# Backyard bees- what would you do?I



## Rchickenlady (Sep 1, 2014)

hello. This spring our woodpile was claimed by bees. I don't think they are honeybees but are very similar. They don't seem too concerned or bothered by limited activity around them. They don't bother me, and I plan to leave them alone. My question- will they be tolerant of the activity of a pool about 20 feet away? One child, not too loud. It's the best spot I have to put it. Rules, permits, and fences plus neighbors best left alone limit my options. Would you take the chance? Thanks. I have no experience with bees.


----------



## alleyyooper (Apr 22, 2005)

Hard to figure out your questions. Will you need a permint to keep those bees what ever they are around? Hard to tell as we can't look up your states rules on keeping bees since you didn't put a state in your profile.

Same with will the bees bother people at the pool. We don't have any idea what bees you are talking about since we have no ID by you nor a picture so we can ID them.

 Al


----------



## Clem (Apr 12, 2016)

Sounds like yellow jackets.


----------



## Tyodra (May 4, 2018)

If the bees are in fact wasps, i would destroy the nest. Wasps aren't fuzzy, like a bee, amd have a more tapered waist. Wasps, in my opinion, are unpredictable and you wouldnt want them stinging a child. They're not like bees, and will sting more than once. We have tons of wasps and its a constant battle to find the nests and destroy them before more pop up. If it is bees, (fuzzy and rounder waisted), you could leave them alone and theyll probably do the same, but keep in mind you'll probably need that woodpile again for winter and the nest will be messed up anyway


----------



## Rchickenlady (Sep 1, 2014)

I guess that was a confusing post. Sorry, folks. These are bees, not wasps or yellow jackets. They are very much like the honey bees that swarmed in my orchard a couple of years ago that a local beekeeper took. But their coloring is different which made me think it is another variety. Besides, the others had a clear nest and these are everywhere. These are small and brown, no varying color or yellow. I was hoping to hear that bees wouldn't care if there was activity close to them, but for safety's sake no pool would be wise.


----------



## ed/La (Feb 26, 2009)

Bees can be attracted to wood piles. There could be decaying would and bees are harvesting mycelium or sap. I would carefully move some wood around and see what they are doing. They probably won't mind. Long pants and shirt for a little protection


----------



## Steven vanderpool (Jun 26, 2018)

Rchickenlady said:


> hello. This spring our woodpile was claimed by bees.
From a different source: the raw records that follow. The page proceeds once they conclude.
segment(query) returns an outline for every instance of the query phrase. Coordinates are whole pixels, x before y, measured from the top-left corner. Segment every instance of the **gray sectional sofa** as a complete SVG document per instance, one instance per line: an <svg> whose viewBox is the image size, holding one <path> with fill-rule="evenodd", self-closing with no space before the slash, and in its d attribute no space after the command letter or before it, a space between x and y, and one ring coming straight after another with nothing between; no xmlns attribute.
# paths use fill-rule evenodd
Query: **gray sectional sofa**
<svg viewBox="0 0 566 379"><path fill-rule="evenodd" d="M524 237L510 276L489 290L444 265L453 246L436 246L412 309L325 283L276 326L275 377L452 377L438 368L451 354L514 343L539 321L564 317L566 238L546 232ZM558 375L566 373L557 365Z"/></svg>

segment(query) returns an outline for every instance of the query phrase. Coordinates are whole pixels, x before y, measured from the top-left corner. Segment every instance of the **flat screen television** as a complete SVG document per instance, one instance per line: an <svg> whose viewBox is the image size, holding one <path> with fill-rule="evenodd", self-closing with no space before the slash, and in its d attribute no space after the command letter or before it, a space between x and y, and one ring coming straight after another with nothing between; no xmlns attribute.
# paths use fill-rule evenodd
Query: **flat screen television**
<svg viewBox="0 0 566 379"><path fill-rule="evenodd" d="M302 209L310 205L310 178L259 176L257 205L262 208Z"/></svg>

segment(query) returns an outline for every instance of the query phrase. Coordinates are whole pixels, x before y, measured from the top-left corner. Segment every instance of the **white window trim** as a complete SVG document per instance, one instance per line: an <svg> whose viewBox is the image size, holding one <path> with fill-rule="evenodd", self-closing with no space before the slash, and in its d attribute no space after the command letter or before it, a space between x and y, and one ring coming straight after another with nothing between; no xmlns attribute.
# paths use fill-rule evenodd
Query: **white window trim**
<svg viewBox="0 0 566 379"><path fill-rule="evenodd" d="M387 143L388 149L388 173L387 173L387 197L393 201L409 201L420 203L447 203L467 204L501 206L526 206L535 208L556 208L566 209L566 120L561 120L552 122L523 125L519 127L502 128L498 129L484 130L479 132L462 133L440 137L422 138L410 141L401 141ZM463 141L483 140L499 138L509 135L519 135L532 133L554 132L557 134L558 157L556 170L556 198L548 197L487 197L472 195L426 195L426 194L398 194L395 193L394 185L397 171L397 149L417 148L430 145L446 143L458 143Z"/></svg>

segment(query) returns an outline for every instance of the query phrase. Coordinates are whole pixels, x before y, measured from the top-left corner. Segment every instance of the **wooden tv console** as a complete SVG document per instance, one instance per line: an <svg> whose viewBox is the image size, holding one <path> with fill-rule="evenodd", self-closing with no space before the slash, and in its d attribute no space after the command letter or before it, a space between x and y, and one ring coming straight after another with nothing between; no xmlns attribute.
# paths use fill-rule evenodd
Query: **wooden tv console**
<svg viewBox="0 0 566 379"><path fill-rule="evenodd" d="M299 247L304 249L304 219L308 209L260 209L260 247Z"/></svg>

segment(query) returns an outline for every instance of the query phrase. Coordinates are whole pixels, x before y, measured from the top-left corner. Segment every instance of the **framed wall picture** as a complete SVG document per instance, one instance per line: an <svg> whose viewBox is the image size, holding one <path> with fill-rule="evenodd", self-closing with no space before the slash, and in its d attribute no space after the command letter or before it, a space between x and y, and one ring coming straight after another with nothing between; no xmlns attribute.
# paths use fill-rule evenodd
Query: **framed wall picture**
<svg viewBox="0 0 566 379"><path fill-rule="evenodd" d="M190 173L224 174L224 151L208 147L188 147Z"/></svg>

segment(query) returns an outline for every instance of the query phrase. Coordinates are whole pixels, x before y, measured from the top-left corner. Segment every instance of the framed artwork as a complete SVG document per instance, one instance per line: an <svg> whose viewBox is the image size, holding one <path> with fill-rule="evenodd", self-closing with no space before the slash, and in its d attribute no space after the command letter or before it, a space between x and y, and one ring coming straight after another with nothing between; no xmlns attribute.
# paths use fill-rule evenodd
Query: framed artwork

I don't think they are honeybees but are very similar. They don't seem too concerned or bothered by limited activity around them. They don't bother me, and I plan to leave them alone. My question- will they be tolerant of the activity of a pool about 20 feet away? One child, not too loud. It's the best spot I have to put it. Rules, permits, and fences plus neighbors best left alone limit my options. Would you take the chance? Thanks. I have no experience with bees.


Bees like the water source. If there not in a honey flow there going to bee a little more aggressive if you notice it put some sugar water out.about every two weeks of they don't find another food source and you'll know because they won't touch the sugar water. 1gallon every two weeks.


----------



## Rchickenlady (Sep 1, 2014)

Steven vanderpool said:


> Bees like the water source. If there not in a honey flow there going to bee a little more aggressive if you notice it put some sugar water out.about every two weeks of they don't find another food source and you'll know because they won't touch the sugar water. 1gallon every two weeks.


Thanks for the tip. I was lucky and the bees moved on. These were not swarming like ones I had in the orchard years ago. That was an easy fix- my neighbor simply cut the branch, boxed them, and carried them home. These were dispersed all through the woodpile. Maple. I guess they got what they needed and moved on.


----------